Prerequisites: a recorded, transcribed interview in Club Meet. Signals exist only where consent allowed recording.
What candidate signals are
When an interview is recorded and transcribed, the transcript is analyzed to surface the substance of the conversation. The result is a set of signals you can use as input to a hiring decision:
- a summary of the conversation and its key moments,
- skill observations with quoted evidence — the specific phrase in the transcript that supports each observation,
- action items and follow-up points raised in the call,
- an overall read on engagement and the tone of the exchange.
These are drawn from the meeting itself. They describe what happened in the conversation, not who the candidate is as a person.
Conversation evidence, not a personality read
This distinction is the whole point, and the product holds the line on it deliberately.
Signals report observed work-sample behavior only. They are not a clinical, psychological, or personality diagnosis.
A signal points back to evidence: a skill observation quotes the moment in the transcript that prompted it, so you can check the source rather than trust a label. The analysis scores what was demonstrated in the conversation — clarity, relevant experience, how a problem was reasoned through — and stops there. It does not infer personality traits, and it does not produce a psychometric or clinical profile.
Read signals as evidence to check, not a verdict
A signal is a pointer to something the candidate said, not a score that decides the outcome. Open the quoted evidence, judge it in context, and weigh it alongside your structured scorecard. The scorecard remains the record your decision stands on.
How to use them
Start from the summary
Read the conversation summary the same day, while the interview is fresh.

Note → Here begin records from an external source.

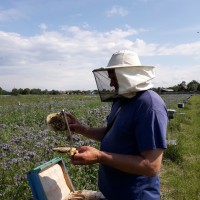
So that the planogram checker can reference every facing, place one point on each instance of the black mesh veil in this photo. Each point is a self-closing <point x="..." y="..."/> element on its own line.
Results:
<point x="106" y="92"/>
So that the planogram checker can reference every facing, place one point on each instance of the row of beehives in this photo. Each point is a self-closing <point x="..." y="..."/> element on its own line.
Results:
<point x="171" y="115"/>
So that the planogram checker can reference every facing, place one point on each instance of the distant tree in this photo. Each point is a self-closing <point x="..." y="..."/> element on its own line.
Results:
<point x="193" y="86"/>
<point x="35" y="91"/>
<point x="15" y="91"/>
<point x="26" y="91"/>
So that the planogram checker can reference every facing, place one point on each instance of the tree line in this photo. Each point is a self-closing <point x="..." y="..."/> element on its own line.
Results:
<point x="193" y="86"/>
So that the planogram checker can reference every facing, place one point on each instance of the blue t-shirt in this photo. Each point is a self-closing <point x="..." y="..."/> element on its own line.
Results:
<point x="139" y="126"/>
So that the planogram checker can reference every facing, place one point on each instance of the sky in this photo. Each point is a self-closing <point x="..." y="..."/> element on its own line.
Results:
<point x="55" y="44"/>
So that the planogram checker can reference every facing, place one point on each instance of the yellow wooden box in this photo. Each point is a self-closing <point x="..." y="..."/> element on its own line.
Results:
<point x="51" y="181"/>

It gets a teammate who was not in the room up to speed in minutes.
Check the evidence behind each observation
For any skill observation that matters to the decision, open the quoted transcript moment. Confirm the observation reflects what was actually said, in the context it was said.
Feed your scorecard, not replace it
Use signals as structured input — they surface exchanges you might have missed — but record your judgment on the scorecard. Signals inform; they do not decide.
What signals are not
- They are not a personality test. Club Meet does not turn a conversation into a personality, psychological, or clinical assessment.
- They are not a substitute for human judgment. A quoted observation still needs a person to weigh it against the role.
- They do not exist without consent. No recording means no transcript, which means no signals.